ステップS102において、転送先端末装置がないと判定したとき(ステップS102:No)、或いはステップS103の処理が終了したとき、制御部101は、上述したステップS42の処理と同様に、ログIDに応じた宛先にログ登録メッセージを送信して(ステップS104)、投入ログ受信処理を終了する。
このように、第2実施形態における端末装置1'は、投入ログ情報を転送させて、ログ情報を記憶させるものであり、多数の端末装置1'に効率よくログ保持端末装置を配置することができる。
[3.第3実施形態]
第1実施形態及び第2実施形態においては、ログ検索メッセージの送信元の端末装置(ログリクエスト端末装置)に対してログ保持端末装置の所在情報を送信し、ログリクエスト端末装置がログ保持端末装置へログ情報の送信を要求することとしたが、本第3実施形態においては、ログ検索メッセージに対して、ログ保持端末装置の所在情報を保持する端末装置がログ保持端末装置に対してログ情報の送信を依頼し、当該ログ保持端末装置がログリクエスト端末装置に対してログ情報を直接送信するものである。なお、その他の動作については、第1実施形態や第2実施形態における動作と同様であるため、ここでは説明を省略する。本第3実施形態の端末装置1”は、第1実施形態における端末装置1や第2実施形態における端末装置1'と基本的に同一構成であり、制御部101の内部ROMに記憶した情報処理プログラムの内容が一部異なる。
図21に示すように、例えば、端末装置1”hがログID「3113」を検索するログ検索メッセージを送信する(図21に示す(1)参照)と、このログ検索メッセージは、DHTルーティングにより転送され、端末装置1”dに到達する(図21に示す(2)参照)。端末装置1”dは、受信したログ検索メッセージに示されたログIDのログ保持端末装置の所在情報が記憶部102に記憶したログインデックステーブルに含まれているか否かを判定する。このように制御部101は、受信したメッセージがログ検索メッセージであるとき、ログ検索メッセージに示されたログIDのログ情報を保持する端末装置の所在情報がログインデックステーブルに記憶されているか否かを判定する判定手段として機能する。

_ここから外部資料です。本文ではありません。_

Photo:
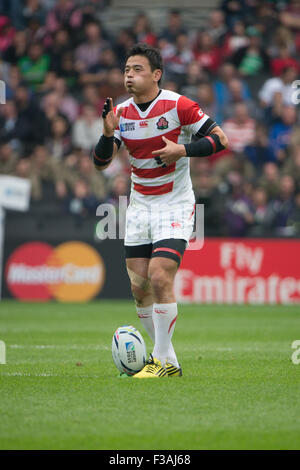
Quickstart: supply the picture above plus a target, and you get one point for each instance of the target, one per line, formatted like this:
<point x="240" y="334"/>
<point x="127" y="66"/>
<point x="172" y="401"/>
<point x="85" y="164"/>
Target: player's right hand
<point x="110" y="119"/>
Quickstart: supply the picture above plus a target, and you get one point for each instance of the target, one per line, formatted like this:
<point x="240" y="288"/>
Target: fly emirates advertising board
<point x="235" y="271"/>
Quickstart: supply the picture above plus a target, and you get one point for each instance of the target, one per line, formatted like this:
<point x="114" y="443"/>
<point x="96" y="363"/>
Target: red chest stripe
<point x="153" y="172"/>
<point x="143" y="148"/>
<point x="154" y="190"/>
<point x="161" y="107"/>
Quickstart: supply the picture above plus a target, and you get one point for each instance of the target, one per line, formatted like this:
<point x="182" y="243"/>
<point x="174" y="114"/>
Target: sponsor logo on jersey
<point x="175" y="224"/>
<point x="163" y="312"/>
<point x="127" y="126"/>
<point x="162" y="123"/>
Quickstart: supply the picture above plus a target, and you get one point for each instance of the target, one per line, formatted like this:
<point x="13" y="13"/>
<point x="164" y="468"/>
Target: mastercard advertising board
<point x="70" y="272"/>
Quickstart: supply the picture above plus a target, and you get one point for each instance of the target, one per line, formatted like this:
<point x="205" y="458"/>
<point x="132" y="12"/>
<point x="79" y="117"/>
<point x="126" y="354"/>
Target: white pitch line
<point x="25" y="374"/>
<point x="57" y="346"/>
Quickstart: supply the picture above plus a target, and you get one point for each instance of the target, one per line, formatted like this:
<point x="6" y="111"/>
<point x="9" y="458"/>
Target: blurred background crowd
<point x="59" y="62"/>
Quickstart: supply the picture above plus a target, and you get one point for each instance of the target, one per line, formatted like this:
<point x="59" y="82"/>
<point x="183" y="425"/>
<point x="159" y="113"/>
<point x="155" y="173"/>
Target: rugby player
<point x="156" y="126"/>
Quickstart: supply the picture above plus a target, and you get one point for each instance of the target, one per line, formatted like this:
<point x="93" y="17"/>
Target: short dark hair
<point x="153" y="55"/>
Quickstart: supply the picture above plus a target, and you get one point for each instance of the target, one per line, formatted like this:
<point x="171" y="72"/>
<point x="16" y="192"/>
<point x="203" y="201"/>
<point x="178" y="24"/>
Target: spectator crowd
<point x="59" y="62"/>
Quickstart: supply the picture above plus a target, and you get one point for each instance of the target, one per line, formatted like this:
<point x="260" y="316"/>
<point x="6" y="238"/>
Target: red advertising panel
<point x="253" y="271"/>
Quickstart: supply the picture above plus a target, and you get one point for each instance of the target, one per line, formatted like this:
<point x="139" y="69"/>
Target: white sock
<point x="164" y="319"/>
<point x="171" y="357"/>
<point x="145" y="315"/>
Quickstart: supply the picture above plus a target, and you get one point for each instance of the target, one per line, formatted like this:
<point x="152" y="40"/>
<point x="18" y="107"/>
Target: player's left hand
<point x="170" y="153"/>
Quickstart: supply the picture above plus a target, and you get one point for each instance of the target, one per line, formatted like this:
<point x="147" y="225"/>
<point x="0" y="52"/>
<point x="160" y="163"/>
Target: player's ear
<point x="157" y="75"/>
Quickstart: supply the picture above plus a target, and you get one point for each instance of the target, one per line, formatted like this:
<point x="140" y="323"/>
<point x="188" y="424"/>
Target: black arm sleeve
<point x="104" y="150"/>
<point x="204" y="147"/>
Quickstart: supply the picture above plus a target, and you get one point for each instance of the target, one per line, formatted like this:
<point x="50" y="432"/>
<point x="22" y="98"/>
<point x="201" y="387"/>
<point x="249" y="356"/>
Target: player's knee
<point x="142" y="298"/>
<point x="160" y="280"/>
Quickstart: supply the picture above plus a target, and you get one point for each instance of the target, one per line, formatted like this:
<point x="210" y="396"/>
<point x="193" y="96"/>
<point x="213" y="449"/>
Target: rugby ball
<point x="128" y="350"/>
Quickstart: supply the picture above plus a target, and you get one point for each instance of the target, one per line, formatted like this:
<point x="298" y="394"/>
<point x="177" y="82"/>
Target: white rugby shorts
<point x="149" y="224"/>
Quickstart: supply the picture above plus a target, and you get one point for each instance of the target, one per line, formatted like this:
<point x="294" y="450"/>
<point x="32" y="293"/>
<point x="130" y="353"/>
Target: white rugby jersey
<point x="175" y="117"/>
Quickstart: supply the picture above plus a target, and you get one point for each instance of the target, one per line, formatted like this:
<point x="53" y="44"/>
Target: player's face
<point x="138" y="76"/>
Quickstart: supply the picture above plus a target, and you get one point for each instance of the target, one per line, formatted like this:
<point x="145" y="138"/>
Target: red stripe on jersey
<point x="188" y="111"/>
<point x="213" y="143"/>
<point x="154" y="190"/>
<point x="161" y="107"/>
<point x="102" y="160"/>
<point x="170" y="250"/>
<point x="143" y="148"/>
<point x="153" y="172"/>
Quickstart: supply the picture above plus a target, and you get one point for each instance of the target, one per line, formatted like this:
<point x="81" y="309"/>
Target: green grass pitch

ログ検索メッセージに示されたログIDのログ保持端末装置の所在情報が記憶部102に記憶したログインデックステーブルに含まれていると判定すると、制御部101は、記憶部102のログインデックステーブルに記憶されたログID「3113」のログ保持端末装置1”nの所在情報を取り出し、このログ保持端末装置1”nに対して、ログID「3113」のログ情報を端末装置1”hへ送信するように依頼する(図21に示す(3)参照)。このように制御部101は、ログ検索メッセージの検索対象であるログ保持端末装置の所在情報を有していると判定したとき、当該ログ保持端末装置に対し、ログ検索メッセージの送信元の端末装置1”へログ情報の送信を依頼する情報送信依頼手段として機能する。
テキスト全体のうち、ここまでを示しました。